BTW: the german magazine c't has a Wildcat III vs FireGL 8800 vs. Quadro4 vs GF3 Ti500.
i havent read all of it, but i saw that the P4 performance is much better then the Athlon MP with these cards.
 
I wasn't talking about differences in number of samples... I was talking about equal number of samples.

Anyway, off to bed! Hehe.
 
If you decide you want professional software to test you can try the Softimage demo, which is free. The Softimage demo doesn't use a custom file format so if anyone knows of any good scenes you could try them.

Maya Personal Learning Edition wouldn't work because the graphics performance is slower than the real version so results might not be accurate. Also the custom file format would make it hard to find good scenes to test with.

You might not need these programs if the main thing you want to test is antialiasing.
 
I think PowerVR's dev demo "Tubes" would be good for AA scrutinizing- at least for edge AA. Should also be fairly forgiving on driver support and not requiring rocket science there.

If it's got a decent OGL ICD, even the original Tribes with some 3rd party maps would be good for AA. This game picked lots of wretchful "graph paper" floor patterns and some of the 3rd party maps have geometry alot like "Tubes"- with jungle-gym style structures and joe-generic OGL compatibility for any Win OS.
 
OT dumb question: wouldn't theoretically adaptive 16xMS equal roughly in output with 8xSSAA?

I recall the Z3 algorithm whitepaper claiming something along that line, or did I get that wrong?
 
Actually, even for what it isn't worth, I'd like to see how it does 3DMark2001's polygon tests, just out of general curiosity. If it doesn't shine there, you can always add a link to 3DLabs' own quality discussion (with the yellow-spotted submarine) to explain things and appease them. And of course you could then run something sufficiently heavy (Indy3D?) comparing the Wildcat to a gamer card, for politeness' sake.

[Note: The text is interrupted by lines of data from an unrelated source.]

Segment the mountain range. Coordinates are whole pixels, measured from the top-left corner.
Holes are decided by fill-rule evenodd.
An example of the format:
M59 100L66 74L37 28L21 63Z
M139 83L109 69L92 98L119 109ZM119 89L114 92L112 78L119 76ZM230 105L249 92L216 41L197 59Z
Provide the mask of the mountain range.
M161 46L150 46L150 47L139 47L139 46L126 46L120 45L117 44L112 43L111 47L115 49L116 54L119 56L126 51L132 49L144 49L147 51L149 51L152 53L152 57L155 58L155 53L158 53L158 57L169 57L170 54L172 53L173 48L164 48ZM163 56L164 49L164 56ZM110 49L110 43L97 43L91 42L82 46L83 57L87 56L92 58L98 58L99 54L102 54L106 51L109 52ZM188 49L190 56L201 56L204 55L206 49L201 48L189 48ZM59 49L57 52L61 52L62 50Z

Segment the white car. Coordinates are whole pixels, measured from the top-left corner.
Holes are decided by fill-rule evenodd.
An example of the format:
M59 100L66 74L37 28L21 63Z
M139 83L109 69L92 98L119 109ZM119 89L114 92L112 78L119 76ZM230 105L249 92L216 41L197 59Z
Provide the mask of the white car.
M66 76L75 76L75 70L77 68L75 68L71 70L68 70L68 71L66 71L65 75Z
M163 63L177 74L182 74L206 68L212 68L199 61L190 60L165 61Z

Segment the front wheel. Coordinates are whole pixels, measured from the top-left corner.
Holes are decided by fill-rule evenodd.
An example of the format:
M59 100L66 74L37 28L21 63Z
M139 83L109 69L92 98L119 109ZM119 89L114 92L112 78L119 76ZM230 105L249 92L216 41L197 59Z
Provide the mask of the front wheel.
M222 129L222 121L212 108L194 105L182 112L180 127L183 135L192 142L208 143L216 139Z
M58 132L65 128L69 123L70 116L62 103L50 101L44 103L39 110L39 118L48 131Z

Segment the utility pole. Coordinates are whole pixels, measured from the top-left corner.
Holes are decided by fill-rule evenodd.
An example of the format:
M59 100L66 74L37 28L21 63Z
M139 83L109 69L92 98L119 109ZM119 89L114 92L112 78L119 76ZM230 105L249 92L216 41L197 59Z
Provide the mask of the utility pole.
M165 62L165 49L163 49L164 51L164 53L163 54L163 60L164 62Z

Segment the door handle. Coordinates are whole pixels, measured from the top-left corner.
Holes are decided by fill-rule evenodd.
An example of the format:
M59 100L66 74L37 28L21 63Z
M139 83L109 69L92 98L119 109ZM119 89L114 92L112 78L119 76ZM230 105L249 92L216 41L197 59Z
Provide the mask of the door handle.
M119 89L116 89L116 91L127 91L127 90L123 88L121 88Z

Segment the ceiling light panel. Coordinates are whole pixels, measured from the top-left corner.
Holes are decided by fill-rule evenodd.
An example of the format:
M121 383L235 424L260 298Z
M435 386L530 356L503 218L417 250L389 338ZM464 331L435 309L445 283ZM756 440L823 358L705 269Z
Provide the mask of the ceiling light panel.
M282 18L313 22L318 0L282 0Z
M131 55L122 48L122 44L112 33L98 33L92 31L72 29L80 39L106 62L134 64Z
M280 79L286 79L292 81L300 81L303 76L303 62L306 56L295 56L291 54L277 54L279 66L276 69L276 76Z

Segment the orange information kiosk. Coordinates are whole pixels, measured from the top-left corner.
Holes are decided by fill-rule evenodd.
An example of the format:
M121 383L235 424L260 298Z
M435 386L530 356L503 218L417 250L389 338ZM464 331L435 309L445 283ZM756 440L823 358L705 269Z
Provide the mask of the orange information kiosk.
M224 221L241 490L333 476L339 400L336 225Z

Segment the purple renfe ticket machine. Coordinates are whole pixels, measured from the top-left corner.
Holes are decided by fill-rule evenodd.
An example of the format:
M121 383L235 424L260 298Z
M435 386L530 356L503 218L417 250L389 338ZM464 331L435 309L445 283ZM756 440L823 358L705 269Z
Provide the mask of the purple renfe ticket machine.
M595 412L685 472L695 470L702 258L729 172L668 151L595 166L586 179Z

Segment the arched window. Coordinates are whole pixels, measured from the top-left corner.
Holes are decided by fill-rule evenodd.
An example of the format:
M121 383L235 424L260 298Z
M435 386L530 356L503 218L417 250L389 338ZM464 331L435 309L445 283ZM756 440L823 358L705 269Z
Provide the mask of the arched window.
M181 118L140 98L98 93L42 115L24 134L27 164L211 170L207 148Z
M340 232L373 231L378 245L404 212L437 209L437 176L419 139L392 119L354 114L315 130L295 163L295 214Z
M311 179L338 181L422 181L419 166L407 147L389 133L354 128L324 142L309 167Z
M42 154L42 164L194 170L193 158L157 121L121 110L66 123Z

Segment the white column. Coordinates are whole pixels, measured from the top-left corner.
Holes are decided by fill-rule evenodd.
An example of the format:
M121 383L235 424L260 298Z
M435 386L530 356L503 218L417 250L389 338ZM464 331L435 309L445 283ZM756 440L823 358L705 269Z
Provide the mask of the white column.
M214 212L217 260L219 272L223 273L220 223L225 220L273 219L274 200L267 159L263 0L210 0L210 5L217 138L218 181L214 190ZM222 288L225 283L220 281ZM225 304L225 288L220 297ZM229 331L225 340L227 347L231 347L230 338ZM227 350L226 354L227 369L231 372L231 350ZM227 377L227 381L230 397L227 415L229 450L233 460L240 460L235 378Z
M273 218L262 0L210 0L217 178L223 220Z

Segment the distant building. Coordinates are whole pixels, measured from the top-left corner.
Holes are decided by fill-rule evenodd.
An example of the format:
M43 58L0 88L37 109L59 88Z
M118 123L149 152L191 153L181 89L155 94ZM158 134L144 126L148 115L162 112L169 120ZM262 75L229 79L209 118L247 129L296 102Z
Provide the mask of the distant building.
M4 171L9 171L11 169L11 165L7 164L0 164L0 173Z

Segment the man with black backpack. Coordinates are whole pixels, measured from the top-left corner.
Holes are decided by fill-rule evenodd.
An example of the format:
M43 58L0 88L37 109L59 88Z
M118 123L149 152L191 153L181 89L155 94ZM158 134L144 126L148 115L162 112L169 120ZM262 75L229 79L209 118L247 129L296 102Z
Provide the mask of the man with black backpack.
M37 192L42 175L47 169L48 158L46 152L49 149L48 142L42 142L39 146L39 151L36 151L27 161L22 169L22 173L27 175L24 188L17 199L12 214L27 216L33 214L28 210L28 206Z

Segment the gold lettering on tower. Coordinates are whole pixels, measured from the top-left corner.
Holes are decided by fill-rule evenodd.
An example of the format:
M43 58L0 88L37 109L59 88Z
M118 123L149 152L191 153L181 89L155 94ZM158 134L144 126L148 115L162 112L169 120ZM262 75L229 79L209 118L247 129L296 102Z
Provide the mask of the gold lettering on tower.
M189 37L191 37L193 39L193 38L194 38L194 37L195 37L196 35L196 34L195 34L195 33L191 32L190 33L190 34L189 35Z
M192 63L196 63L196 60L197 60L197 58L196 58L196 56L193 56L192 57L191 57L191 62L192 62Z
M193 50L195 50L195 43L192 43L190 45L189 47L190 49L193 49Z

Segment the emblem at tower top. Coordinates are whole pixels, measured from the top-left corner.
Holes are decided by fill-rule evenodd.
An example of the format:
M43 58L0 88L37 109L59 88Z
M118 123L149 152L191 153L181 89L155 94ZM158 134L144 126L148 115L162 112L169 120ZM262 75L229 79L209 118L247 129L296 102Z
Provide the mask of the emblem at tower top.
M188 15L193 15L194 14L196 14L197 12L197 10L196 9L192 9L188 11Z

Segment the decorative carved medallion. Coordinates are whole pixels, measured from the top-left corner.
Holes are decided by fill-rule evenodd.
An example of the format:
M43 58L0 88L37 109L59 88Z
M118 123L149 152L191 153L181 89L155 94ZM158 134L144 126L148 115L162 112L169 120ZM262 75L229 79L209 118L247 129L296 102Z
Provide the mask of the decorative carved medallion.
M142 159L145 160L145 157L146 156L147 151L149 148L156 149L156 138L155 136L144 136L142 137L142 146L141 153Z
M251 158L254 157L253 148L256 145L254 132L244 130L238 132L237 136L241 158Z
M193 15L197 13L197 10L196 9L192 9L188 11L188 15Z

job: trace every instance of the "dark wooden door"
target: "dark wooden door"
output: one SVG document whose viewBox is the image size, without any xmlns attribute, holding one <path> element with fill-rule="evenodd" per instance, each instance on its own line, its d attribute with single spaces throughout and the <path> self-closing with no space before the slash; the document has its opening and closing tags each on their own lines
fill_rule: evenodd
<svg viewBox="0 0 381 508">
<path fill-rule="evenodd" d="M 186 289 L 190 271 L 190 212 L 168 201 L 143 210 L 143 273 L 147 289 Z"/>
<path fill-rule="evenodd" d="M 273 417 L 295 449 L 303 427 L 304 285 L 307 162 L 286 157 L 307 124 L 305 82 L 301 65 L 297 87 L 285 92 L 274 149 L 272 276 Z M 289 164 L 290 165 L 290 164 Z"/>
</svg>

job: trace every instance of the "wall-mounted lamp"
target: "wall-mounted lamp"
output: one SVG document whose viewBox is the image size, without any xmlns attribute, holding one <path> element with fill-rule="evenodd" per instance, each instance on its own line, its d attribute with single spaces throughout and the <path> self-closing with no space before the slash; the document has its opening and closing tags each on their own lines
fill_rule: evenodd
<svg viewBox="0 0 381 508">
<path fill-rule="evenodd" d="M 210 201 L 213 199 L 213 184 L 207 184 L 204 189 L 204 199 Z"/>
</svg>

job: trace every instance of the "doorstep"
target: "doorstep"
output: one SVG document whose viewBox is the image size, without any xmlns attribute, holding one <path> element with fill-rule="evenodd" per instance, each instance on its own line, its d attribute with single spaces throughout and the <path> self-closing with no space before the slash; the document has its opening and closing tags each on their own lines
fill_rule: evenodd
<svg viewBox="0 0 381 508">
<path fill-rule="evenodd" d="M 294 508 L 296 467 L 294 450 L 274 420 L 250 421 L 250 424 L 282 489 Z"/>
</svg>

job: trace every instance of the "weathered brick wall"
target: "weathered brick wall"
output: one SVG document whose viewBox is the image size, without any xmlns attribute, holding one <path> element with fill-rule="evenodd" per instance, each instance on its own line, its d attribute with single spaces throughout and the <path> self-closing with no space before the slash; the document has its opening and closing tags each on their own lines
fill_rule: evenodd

(I know it's not intended for anything like 3DMark2001. But I'd like to *see* that so the differences become very easy to grasp.)
 
yea,

lets see some AA screen shots of games if you have the time. I am not worried about FPS numbers...just wanna see what real FSAA looks like :)
 
Hmm the old det2 and 3 drivers used to support 4x4 (16x) SSAA. It was only orded grid though and the memory requirements were so great that my 32MB gf256 SDR could only run it at 512x348x16 max :D . Still Motocross madness 2 ran smooth with it on in that res :)
 
Gunhead said:
Actually, even for what it isn't worth, I'd like to see how it does 3DMark2001's polygon tests, just out of general curiosity. If it doesn't shine there, you can always add a link to 3DLabs' own quality discussion (with the yellow-spotted submarine) to explain things and appease them. And of course you could then run something sufficiently heavy (Indy3D?) comparing the Wildcat to a gamer card, for politeness' sake.

(I know it's not intended for anything like 3DMark2001. But I'd like to *see* that so the differences become very easy to grasp.)

The Wildcat III line only supports DX7.

Wildcat II and lower don't support DirectX at all.

They're professional OpenGL cards only.
 
They said they had some new drivers recently done, so they may now support other versions of DX. I specified that I was currently running XP, which only ships with DX8 so if they have XP drivers (which I assume they do) then I'd guess they must have DX8 support.